The former Blue House senior secretary for political affairs, Yoo Ihn-tae, said yesterday, “In September 2003, the United States first told South Korea through defense channels that a significant troop withdrawal was inevitable as part of the Global Defense Posture Review.” The review refers to the Pentagon’s policy under the Bush administration of realigning troops around the world by upgrading defense technology and shifting the numbers of troops stationed overseas, as formally announced by President George W. Bush in November last year.
According to Mr. Yoo, when Seoul brought up the issue of making the withdrawal plan public, the United States requested that announcements be delayed. “Our government believed it was right to make [it] public, but for some reason, the U.S. refused, and follow up discussions were postponed.”

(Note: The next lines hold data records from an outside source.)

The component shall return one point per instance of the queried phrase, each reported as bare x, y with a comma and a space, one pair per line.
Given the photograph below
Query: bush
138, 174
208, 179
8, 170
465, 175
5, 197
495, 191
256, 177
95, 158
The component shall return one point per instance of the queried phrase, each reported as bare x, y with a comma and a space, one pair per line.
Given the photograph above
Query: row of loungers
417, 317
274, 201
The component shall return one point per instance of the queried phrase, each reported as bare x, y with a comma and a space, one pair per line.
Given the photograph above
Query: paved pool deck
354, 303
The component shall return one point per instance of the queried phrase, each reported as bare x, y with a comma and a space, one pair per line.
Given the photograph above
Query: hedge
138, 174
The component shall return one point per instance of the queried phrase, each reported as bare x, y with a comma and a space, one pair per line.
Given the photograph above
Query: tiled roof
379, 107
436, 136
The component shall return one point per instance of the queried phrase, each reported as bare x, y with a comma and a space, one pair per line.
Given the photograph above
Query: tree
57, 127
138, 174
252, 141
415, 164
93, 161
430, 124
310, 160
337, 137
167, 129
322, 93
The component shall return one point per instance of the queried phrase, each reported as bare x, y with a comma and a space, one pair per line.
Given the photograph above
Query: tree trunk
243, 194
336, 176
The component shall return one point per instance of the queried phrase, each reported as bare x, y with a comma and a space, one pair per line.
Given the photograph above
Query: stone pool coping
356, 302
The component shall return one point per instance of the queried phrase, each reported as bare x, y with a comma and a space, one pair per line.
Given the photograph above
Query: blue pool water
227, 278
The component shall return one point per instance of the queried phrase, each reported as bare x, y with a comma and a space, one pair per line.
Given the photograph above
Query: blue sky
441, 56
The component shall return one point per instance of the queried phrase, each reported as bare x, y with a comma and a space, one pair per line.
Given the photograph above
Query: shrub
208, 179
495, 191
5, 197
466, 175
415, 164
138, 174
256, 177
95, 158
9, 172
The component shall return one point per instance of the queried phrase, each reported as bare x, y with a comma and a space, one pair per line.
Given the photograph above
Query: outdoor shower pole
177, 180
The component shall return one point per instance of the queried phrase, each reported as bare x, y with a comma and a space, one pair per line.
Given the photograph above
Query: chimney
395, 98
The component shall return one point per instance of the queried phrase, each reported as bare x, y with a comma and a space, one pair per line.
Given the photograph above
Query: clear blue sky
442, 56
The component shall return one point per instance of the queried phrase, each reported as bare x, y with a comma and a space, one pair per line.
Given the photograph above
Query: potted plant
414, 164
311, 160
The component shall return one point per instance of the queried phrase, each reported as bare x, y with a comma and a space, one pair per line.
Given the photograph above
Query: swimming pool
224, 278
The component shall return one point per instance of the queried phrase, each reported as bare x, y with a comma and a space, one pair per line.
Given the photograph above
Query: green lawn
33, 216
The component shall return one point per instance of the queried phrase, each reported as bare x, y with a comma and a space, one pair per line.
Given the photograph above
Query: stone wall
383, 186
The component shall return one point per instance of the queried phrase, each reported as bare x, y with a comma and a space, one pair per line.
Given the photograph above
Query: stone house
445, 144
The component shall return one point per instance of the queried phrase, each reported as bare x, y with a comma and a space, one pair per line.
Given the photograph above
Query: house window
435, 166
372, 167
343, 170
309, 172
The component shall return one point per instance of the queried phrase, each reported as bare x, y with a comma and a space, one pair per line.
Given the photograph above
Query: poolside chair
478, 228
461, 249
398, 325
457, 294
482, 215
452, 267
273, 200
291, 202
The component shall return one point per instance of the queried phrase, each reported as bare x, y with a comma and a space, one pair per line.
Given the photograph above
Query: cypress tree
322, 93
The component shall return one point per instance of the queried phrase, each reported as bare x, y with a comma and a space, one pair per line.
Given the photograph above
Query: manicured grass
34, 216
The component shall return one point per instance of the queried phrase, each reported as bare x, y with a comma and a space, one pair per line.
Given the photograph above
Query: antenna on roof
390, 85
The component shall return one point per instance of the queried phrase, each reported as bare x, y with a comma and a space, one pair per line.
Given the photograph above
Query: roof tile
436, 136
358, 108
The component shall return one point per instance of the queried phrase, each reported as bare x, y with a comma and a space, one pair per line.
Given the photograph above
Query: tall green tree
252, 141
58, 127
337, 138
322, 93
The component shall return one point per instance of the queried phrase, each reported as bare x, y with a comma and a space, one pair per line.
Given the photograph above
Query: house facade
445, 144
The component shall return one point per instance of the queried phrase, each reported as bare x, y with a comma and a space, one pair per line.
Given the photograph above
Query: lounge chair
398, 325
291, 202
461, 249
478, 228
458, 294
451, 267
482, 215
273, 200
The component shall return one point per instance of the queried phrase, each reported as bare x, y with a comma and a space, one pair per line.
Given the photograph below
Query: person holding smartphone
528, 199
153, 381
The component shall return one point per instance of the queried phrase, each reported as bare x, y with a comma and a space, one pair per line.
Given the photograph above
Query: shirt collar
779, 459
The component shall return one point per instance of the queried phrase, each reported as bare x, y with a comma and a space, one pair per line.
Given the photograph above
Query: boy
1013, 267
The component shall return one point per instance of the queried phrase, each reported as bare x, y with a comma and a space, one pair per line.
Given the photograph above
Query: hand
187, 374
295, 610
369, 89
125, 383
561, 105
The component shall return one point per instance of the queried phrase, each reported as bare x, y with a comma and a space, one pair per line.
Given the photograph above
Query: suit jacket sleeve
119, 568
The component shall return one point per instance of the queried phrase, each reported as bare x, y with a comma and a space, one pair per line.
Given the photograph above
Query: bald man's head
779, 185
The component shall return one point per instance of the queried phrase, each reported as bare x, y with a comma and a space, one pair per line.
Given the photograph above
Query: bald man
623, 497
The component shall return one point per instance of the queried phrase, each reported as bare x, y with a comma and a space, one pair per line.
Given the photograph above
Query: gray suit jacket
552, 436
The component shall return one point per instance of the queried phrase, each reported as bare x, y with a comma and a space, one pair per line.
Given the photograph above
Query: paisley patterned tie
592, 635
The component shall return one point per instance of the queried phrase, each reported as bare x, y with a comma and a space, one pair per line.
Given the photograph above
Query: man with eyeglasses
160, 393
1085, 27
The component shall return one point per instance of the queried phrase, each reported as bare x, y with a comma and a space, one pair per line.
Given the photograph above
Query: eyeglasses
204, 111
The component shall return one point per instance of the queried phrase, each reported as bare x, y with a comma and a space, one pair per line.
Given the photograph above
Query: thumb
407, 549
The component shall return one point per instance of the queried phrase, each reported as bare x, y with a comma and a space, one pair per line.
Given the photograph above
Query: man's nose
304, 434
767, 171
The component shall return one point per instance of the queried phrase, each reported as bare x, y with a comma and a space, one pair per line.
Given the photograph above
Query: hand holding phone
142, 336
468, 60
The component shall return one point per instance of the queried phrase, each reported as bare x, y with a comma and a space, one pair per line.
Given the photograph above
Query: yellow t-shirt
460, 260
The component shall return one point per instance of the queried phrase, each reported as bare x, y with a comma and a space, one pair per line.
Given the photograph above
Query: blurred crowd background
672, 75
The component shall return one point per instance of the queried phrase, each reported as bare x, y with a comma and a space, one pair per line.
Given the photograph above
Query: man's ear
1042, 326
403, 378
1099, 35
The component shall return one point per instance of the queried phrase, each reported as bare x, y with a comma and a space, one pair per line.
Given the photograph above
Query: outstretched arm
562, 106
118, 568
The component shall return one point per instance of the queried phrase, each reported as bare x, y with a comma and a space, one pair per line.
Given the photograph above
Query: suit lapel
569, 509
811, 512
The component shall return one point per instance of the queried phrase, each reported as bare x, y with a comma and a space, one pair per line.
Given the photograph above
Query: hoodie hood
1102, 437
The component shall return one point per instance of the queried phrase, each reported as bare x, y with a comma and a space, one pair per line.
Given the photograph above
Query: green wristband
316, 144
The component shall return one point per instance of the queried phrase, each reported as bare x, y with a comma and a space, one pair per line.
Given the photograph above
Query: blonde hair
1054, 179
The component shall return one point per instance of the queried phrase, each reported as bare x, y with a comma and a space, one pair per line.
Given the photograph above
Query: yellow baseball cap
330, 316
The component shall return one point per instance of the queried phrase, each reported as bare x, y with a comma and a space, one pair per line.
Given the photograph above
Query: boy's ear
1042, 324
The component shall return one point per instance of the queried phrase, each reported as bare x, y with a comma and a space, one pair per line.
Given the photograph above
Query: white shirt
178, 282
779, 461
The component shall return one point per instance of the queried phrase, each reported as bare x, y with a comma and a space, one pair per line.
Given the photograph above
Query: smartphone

On Tuesday, Paul Wolfowitz, the U.S. deputy defense secretary, said, “We have been discussing for some time with our Asian colleagues and with Congress the whole restructuring of the U.S. global footprint. We have already made some adjustments to our posture in Korea.” Regarding reinforcement plans, he added, “It was concluded over a year ago that it was long overdue to reduce the strain on our army that comes from having these continuous, one-year, unaccompanied tours in Korea.”
Mr. Wolfowitz also cited a need to change the array of U.S. forces in Korea, as their “tripwire” role in the Demilitarized Zone was now “useless.”
The United States and South Korea originally planned to discuss withdrawal plans after the U.S. elections in November, but because of the Iraq war and subsequent pullout of some U.S. forces here, talks are expected in late fall, or earlier.
President Roh Moo-hyun is expected to hold a meeting on foreign affairs and security today to discuss repercussions and countermeasures following the pullout of U.S. forces this summer. About 3,600 troops of the 2d Infantry division will be sent to Iraq.
National Assembly defense committee members from ruling and opposition parties are voicing concern over the withdrawal. Grand National Party lawmaker Lee Kyung-jae fretted that the move was “leading to the parting of the U.S-Korea blood alliance.” Our Open Party’s chairman Shin Ki-nam said, “Our alliance stands firm. The transfer of troops has nothing to do with our delay in Korean troops’ dispatch to Iraq.”